# 1st time to judge



## daddio (Apr 13, 2008)

the wife and i judged our first kcbs cookoff today,since being certified.
man what a great time!! along with being able to meet some great people and seeing some awesome cookers,we had some great q and some not so great q.it really is a different perspective when your sitting in that judge's seat as opposed to cooking.i would encouraged anyone looking to compete to also look at becoming a certified judge because it will really open your eyes to what they look for. never thought i would say i would be too full of bar-b-q but man we were stuffed!!! even blew right past supper tonight!!


----------



## desertlites (Apr 13, 2008)

cool u gonna have to give us a little insite on this-if allowd that is-just might look into it.


----------



## domn8_ion (Apr 13, 2008)

I know I'm certifiable, but what's it take to become a certified Judge?


----------



## bustedluckbarbq (Apr 13, 2008)

To become a certified judge... goto KCBS website : http://www.kcbs.us/index.php

look at the classes tab... find one in your area....
do not confuse the cooking classes and judges classes...

the class is a day of lecture and sampling as a judge... great class!!

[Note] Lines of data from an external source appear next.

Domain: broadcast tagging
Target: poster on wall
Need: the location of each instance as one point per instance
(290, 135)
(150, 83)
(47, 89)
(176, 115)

good learning experience....

Daddio- Your Honor... sounds like a good time!!!


----------



## daddio (Apr 13, 2008)

LOL never thought i would hear your honor and daddio in the same sentence!!!
unless it was an attorney speaking!! yeah it takes all day but it was well worth it to us and it's a lot of fun.plus free q to eat!!! we've already been asked to judge another.


----------